Back in Sanctuary, Lugg has been frightened by a monster in the woods, perhaps the same thing that scared Aunt Di to death. Accompanied by the Gyrths' neighbour Professor Cairey, a historian friend of Campion's, and a local woodsman, they trap the monster, revealed to be an aged witch of the village, protecting her slow-witted poacher son, descendants of a family of witches with the name Munsey. They further learn that she was encouraged to frighten Aunt Di by someone named Daisy, and the local woodsman tells Campion that a local stable owner, Mrs Shannon, whom Campion has met a few times already, is called Daisy.

Awaking after his long night in the woods, Campion learns that his flat has been attacked, the chalice taken and Val Gyrth vanished in pursuit. He rushes off, leaving instructions that a pouch be delivered to Gypsies staying nearby. Later, the chalice arrives by post, and Penny and Beth find Val in a field, bedraggled and exhausted but alive, with a White Campion in his buttonhole.

Campion strolls up to Mrs Shannon's stables, where he finds her playing cards with a band of well-known crooks, including a cat-burglar. Campion is locked in a room above the stables for a day, and visited by Mrs Shannon on the night of Val's birthday. Realising he knows too much, she pushes him through the floor into a stable with a wild, angry horse; he hides in a hay-feeder until rescued by Professor Cairey, who heard Daisy's name from the Munseys too. A gang of Gypsies, summoned by Campion's message, arrive and scatter Shannon's gang, but she escapes in a car. Campion follows on the wild horse, temporarily tamed by a gypsy.

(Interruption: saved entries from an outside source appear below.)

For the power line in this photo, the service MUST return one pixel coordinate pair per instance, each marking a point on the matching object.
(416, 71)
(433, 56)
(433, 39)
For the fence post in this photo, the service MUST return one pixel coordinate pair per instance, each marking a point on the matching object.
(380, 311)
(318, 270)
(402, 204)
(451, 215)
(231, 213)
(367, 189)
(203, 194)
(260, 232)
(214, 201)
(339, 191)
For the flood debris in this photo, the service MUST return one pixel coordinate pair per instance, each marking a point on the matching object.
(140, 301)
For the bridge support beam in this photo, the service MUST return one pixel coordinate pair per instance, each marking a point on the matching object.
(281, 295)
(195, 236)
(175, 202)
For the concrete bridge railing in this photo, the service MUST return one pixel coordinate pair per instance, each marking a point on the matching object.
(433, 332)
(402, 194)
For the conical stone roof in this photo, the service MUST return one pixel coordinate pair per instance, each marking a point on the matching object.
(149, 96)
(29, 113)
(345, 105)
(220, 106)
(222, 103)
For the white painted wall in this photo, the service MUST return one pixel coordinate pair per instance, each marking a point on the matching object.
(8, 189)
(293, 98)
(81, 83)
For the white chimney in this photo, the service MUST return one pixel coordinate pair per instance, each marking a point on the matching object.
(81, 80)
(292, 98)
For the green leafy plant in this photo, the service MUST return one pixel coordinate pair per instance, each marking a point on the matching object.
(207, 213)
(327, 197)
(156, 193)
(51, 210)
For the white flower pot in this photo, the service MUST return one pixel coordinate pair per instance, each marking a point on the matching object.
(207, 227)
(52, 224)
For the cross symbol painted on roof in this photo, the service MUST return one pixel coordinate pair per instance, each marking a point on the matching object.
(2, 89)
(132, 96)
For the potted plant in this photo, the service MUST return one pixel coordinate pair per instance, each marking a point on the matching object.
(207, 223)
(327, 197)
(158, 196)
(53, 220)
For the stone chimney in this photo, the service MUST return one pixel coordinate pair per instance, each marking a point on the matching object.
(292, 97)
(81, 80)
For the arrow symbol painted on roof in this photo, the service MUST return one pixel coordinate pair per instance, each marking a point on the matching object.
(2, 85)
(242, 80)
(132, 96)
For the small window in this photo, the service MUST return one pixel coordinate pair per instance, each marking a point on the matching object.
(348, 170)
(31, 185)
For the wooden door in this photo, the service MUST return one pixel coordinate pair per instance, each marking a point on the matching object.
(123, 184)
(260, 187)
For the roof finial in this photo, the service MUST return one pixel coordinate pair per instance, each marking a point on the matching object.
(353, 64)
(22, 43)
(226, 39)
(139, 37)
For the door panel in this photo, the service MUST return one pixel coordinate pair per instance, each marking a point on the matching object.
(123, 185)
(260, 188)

Arriving at the Gyrth's Tower, he finds Mrs Shannon lowering herself from the roof to see into the window of a secret room, only lit up on the heir's birthday and rumoured to contain a fearsome secret that protects the chalice. Looking in, she goes white with fear, and falls from her rope to her death.

Campion reveals that he had found Val, knocked out by the crooks he pursued in London, and sent him home before heading to the stables. Next day a representative of royalty arrives to inspect the chalice, and Campion and the Professor are permitted to join the party; taken to the secret room, they see the chalice guarded by the skeleton of a giant, clad in armour, and the chalice, a beautiful bowl of red gold and rubies.

==Characters in Look to the Lady==
- Albert Campion, a mysterious adventurer of noble blood
- Magersfontein Lugg, Campion's servant, an ex-criminal
- Percival St. John Wykes Gyrth, known as Val, a young man of ancient family
- Colonel Sir Percival Christian St John Gyrth, Val's father, bearer of the Gyrth secret
- Penelope "Penny" Gyrth, Val's sister
- Diana Gyrth, Lady Pethwick, Val's aunt, "Maid of the Cup" and friend to bohemians
- Branch, their capable butler, an old cohort of Lugg
- Professor Cairey, their neighbour, an expert in archaeology and folklore
- Beth Cairey, the professor's charming daughter
- Mrs Dick Shannon, a loud-voiced, tactless local stable-owner
- Percy Peck, a knowledgeable local woodsman
- Mrs Munsey, hairless old crone of the village
- Sammy Munsey, her son, the village idiot
- Israel Melchizadek, a jeweller
- Stanislaus Oates, Scotland Yard Inspector, a friend of Campion

==Adaptations==
The story was adapted, following the original closely, for television by the BBC, the first of eight Campion stories starring Peter Davison as Campion, Brian Glover as Lugg and Gordon Jackson as Professor Cairey. Originally broadcast as two separate hour-long episodes, the original UK air date was 22 January 1989. The series was shown in the United States by PBS. It was filmed partly on location in the village of Kersey, Suffolk.

The novel had been adapted by the BBC once before. As a radio play for the Home Service in 1957. had been played by Richard Hurndall, who like Peter Davison also appeared as an incarnation of the Doctor in The Five Doctors.